While some school districts are making a great effort (through property taxes) to fund schools, not all can raise the necessary funds for teachers. There are enormous discrepancies in competitive wages.
This is a clear choice -- not a promise of some time, not eventually, but right now.
Ron Jibson, retired chair and CEO of Questar:
-- 89 percent of Utahns agree that schools need to be funded properly.
This effort will not be easy, but in the end, we are confident the citizens will voters will agree with us.
If successful, this will be a generational change.
Allison Riddle, Teacher of the Year 2014:
-- Yes, this will increase teacher salaries. But more importantly, it will allow for a (discontinued) program of teacher mentoring, where novice teachers work with master teachers, increasing the performances of both.
It costs each school district at least $10,000 for every teacher that quits the profession or moves out of state. An intense mentoring program will save dollars and produce a better student education.
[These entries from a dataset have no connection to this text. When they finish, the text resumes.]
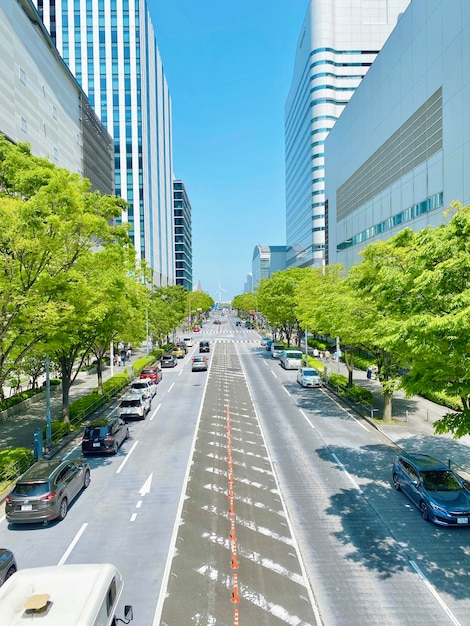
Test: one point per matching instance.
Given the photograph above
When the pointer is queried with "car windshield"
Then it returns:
(440, 480)
(127, 403)
(31, 489)
(96, 431)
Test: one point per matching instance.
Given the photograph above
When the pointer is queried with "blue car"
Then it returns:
(438, 492)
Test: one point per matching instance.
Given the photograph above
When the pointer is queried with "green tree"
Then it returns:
(49, 220)
(277, 298)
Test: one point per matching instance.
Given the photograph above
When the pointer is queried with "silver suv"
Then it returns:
(133, 405)
(46, 490)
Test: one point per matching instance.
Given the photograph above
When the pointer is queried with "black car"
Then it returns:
(46, 490)
(104, 436)
(168, 360)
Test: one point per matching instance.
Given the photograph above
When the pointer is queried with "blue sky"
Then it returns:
(229, 68)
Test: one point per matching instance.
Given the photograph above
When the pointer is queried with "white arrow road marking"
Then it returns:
(146, 486)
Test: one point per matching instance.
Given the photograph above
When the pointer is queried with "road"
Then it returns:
(245, 497)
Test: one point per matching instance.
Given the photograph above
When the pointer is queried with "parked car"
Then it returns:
(153, 373)
(277, 349)
(46, 490)
(168, 360)
(7, 565)
(437, 491)
(309, 377)
(199, 364)
(146, 386)
(133, 405)
(178, 351)
(104, 436)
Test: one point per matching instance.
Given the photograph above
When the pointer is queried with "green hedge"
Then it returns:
(13, 462)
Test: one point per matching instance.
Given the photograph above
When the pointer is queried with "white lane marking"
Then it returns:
(259, 559)
(73, 544)
(172, 542)
(250, 595)
(311, 594)
(146, 486)
(156, 411)
(448, 612)
(121, 467)
(346, 472)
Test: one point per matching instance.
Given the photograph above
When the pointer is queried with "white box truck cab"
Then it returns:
(65, 595)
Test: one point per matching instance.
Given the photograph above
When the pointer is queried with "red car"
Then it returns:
(154, 373)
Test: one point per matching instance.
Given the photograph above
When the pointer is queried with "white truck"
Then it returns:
(63, 595)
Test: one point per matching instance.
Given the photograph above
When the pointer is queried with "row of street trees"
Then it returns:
(69, 281)
(407, 303)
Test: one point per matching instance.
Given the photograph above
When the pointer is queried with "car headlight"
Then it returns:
(436, 507)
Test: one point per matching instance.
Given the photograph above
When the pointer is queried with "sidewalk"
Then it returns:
(412, 426)
(18, 430)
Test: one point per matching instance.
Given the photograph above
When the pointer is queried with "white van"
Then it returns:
(277, 349)
(69, 595)
(291, 359)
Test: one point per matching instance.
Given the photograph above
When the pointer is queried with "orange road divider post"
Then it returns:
(235, 597)
(234, 556)
(232, 531)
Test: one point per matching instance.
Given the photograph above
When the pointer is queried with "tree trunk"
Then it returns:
(387, 414)
(66, 383)
(99, 373)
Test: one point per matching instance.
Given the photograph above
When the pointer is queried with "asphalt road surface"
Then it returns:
(245, 499)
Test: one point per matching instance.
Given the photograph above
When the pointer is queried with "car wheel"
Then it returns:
(63, 509)
(424, 511)
(87, 479)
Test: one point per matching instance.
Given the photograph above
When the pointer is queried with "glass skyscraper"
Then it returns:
(338, 42)
(110, 47)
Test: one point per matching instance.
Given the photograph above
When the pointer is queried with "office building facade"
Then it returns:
(339, 41)
(266, 261)
(183, 236)
(110, 48)
(398, 156)
(42, 104)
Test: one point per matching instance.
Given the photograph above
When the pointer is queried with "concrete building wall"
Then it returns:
(398, 155)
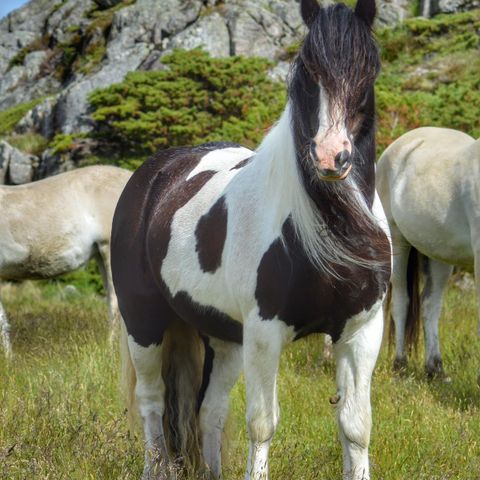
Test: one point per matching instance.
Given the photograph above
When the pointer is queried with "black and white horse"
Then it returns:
(428, 181)
(220, 256)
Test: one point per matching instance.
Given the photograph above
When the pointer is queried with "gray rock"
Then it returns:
(209, 32)
(391, 12)
(263, 28)
(40, 119)
(20, 27)
(16, 167)
(52, 163)
(72, 109)
(67, 19)
(21, 168)
(107, 3)
(280, 71)
(5, 154)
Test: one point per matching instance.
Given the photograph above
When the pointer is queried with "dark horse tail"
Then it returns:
(412, 325)
(182, 370)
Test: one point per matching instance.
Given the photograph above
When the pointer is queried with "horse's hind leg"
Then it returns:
(5, 332)
(400, 298)
(150, 397)
(356, 353)
(223, 364)
(103, 261)
(436, 277)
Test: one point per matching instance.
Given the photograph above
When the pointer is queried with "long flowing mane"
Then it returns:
(340, 57)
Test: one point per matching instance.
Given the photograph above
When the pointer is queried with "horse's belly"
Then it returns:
(448, 242)
(37, 262)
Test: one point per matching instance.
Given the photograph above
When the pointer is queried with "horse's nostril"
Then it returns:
(342, 158)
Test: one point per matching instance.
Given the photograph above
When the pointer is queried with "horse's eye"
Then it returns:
(363, 104)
Gov. Gary Herbert said in an email comment to UtahPolicy.com: "We all agree that Utah’s students deserve a world-class education. I will continue to support an expanded tax base for education by aggressively promoting economic growth and engaging in meaningful tax reform that closes outdated loopholes. I appreciate Our Schools Now efforts to enhance funding for accelerated student achievement in our fast growing state. Should our best efforts to expand the tax base fall short, this initiative preserves the option for Utah voters to choose to increase education funding via petition initiative."
But there will be a battle royale, with any number of conservative groups and individuals standing against OSN.
And it didn’t take long for taxpayer advocate groups to oppose the petition.
The Utah Taxpayer Association – mostly funded by businesses – came out against OSN, saying the petition is not detailed enough, and that a “trust us” approach is not sufficient.
“More controls are needed,” wrote Billy Hesterman, association vice president, in a taxpayers’ press release.
Evelyn Everton of Americans for Prosperity Utah, a group, funded in part by the Koch brothers, said raising taxes is not the answer to this “misconceived education plan.”